Hi, Roofer. This is a good place to get tips on how to improve your writing. Take a browse in our writing discussion forum and you can see a lot of interesting questions there ir you can ask a question of your own if you'd like. (It's how I started out here actually  )

Once you get ten valid posts anywhere except for the word games and procrastination central you will be able to post your own creative works. You will also be able to choose your own signature and avatar.

We also have the mentors in purple here that will be more than happy to help with any writing needs you may have.

So get to know us a little. Welcome


----------



## Crowley K. Jarvis (Mar 21, 2015)

Oh, that just means you got that aged spice, haha. 

There's a metric ton of us here that are or were in the same boat. 

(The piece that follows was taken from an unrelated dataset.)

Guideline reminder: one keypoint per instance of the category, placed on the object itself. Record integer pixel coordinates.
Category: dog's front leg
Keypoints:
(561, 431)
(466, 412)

I'm just the young man here that stands on the big machines and shouts down at people occasionally...haha. If I can ever assist you though, climb up for a chat!


----------



## bazz cargo (Mar 21, 2015)

Greetings Roofer,
Explore the different levels and you will discover all sorts of delights. 

Good luck
BC


----------



## Folcro (Mar 21, 2015)

There are many different elements to writing: prose, story structure, character development, nuance... I'm not sure which of the thousand elements you feel to be "below average", but I know you'll find many mirrors here to help you see yourself in ways you never imagined.

Welcome.


----------



## escorial (Mar 21, 2015)

View attachment 7980


----------



## Blade (Mar 21, 2015)

:hi:Welcome to the forums rooferforlife 

I know from experience that spending a lot of time in manual labour can leave your writing skills a little rusty. Fact is that he talent is still there and concrete life experience does amount to a reservoir of potential material. I hope you jump in and get the wheels turning again.:encouragement:

Have a good look around the boards and see all that is going on. You may discover interests you never knew you had. If you have any questions please ask.

Good luck.


----------



## Firemajic (Mar 21, 2015)

Welcome Roofer! Here at WF is where you will find the inspiration you need to pursue your writing.. Jump in and join the fun, explore, read and critique, join one our many writing challenges and sharpen your awesome skills. If you want to meet the local loony's... er.. I mean ummm... members, check out the lounge, pull up a seat and tell them Jul sent you.. lol.. Have a blast! Mentors are ready to help.. see ya!  Peace always... Julia


----------



## yogodiexhoods (Mar 21, 2015)

Hello. New here too. I've been in deep thought on what should be in my novel. Unfriendly my deep thinking leads me to not write in a while. Welcome.


----------